Early mortality and heart failure (HF) hospitalization are increased in patients with transposition of the great arteries (TGA) and a systemic right ventricle, according to findings published in the International Journal of Cardiology.
Investigators sought to assess the yearly rate of mortality and related factors in patients with TGA and a systemic right ventricle. Secondary outcomes included incidence of HF hospitalization and arrhythmia.
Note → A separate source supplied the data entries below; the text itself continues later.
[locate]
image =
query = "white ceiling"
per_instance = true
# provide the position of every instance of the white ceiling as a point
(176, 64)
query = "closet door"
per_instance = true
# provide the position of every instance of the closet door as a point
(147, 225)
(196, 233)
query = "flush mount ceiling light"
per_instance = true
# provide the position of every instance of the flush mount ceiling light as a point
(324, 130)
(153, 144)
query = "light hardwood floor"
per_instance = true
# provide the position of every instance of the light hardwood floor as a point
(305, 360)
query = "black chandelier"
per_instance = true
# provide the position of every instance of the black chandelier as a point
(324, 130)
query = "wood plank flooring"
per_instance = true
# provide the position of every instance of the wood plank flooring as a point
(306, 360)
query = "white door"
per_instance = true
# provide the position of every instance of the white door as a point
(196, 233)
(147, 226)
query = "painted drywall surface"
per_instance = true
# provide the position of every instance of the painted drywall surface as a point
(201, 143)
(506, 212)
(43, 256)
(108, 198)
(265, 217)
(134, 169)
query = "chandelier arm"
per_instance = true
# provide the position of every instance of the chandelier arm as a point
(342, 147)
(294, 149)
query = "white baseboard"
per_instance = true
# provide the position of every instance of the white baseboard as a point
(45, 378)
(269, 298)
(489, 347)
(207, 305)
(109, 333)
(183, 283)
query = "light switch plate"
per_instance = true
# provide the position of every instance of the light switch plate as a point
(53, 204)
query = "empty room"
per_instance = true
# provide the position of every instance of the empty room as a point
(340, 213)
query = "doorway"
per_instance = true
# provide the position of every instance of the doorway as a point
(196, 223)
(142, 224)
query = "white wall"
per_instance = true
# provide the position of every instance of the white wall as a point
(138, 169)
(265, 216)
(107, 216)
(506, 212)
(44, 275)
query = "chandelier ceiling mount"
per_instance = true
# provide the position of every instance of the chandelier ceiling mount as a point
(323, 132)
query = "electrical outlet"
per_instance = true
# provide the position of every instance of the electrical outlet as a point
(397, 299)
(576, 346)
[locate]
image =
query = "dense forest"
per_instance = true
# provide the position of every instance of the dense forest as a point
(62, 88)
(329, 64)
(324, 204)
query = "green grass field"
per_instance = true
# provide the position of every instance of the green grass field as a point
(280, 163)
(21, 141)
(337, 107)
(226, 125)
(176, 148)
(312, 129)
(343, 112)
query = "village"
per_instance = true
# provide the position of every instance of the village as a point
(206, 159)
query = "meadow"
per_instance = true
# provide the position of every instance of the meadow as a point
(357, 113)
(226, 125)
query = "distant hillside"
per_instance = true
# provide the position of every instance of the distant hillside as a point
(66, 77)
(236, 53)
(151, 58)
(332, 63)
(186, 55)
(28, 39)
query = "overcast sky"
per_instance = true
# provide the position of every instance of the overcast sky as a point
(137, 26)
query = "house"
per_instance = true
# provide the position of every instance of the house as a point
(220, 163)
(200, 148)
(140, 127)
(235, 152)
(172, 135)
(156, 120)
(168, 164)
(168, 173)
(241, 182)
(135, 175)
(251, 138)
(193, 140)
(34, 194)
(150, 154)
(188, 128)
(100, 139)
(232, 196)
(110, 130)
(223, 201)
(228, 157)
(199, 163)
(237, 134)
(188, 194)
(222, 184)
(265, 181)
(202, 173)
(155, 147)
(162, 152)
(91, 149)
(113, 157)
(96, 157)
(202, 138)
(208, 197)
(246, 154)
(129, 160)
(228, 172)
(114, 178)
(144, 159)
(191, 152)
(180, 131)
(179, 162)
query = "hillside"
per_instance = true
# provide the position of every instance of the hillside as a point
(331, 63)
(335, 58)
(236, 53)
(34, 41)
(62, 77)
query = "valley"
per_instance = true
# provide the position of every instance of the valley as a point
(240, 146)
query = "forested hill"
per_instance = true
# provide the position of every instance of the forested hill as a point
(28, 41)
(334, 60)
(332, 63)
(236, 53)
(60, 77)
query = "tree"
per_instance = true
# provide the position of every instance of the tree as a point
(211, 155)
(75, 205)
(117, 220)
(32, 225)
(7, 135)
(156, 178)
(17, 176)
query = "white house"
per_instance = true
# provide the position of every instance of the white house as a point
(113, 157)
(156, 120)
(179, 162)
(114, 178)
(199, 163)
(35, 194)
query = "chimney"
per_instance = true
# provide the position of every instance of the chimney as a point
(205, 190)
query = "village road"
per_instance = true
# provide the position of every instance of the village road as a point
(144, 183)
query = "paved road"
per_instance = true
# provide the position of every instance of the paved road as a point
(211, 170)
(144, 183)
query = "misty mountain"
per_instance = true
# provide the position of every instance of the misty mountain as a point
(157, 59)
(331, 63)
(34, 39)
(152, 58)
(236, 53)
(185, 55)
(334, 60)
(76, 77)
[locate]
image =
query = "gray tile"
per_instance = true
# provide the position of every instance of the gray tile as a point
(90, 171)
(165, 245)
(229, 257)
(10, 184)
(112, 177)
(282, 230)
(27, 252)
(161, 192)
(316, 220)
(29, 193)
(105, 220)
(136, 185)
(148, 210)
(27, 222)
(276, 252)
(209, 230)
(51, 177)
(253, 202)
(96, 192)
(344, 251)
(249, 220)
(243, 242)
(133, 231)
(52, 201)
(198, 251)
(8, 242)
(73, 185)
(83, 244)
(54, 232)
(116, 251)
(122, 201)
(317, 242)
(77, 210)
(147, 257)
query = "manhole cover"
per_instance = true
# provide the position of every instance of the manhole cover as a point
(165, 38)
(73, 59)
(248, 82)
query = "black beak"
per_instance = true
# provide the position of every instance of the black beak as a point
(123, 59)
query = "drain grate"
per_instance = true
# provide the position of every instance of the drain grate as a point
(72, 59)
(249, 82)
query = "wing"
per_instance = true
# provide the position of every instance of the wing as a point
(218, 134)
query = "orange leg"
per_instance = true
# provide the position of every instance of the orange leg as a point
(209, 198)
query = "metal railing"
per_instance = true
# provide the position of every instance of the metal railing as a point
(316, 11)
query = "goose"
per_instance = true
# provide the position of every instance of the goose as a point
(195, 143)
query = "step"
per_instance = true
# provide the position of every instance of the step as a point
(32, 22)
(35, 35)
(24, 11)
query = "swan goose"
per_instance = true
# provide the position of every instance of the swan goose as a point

They conducted a systematic review and meta-analysis using the Web of Science, Scopus, EMBASE, and PubMed databases without language restriction from inception to June 2022 to search for studies reporting the association of systemic right ventricle with mortality and a minimum of 2 years of follow-up during adulthood.
The investigators included 56 studies with, overall, 5358 patients at least 16 years of age with a systemic right ventricle (Dextro-TGA [D-TGA]) who have undergone either the Mustard or Senning atrial switch procedure, or congenitally corrected (cc) TGA with average follow-up of 7.27 years (at least 2 years follow-up during adulthood). Patients who had received an atrial switch operation resulting in the left ventricle at the systemic position were excluded.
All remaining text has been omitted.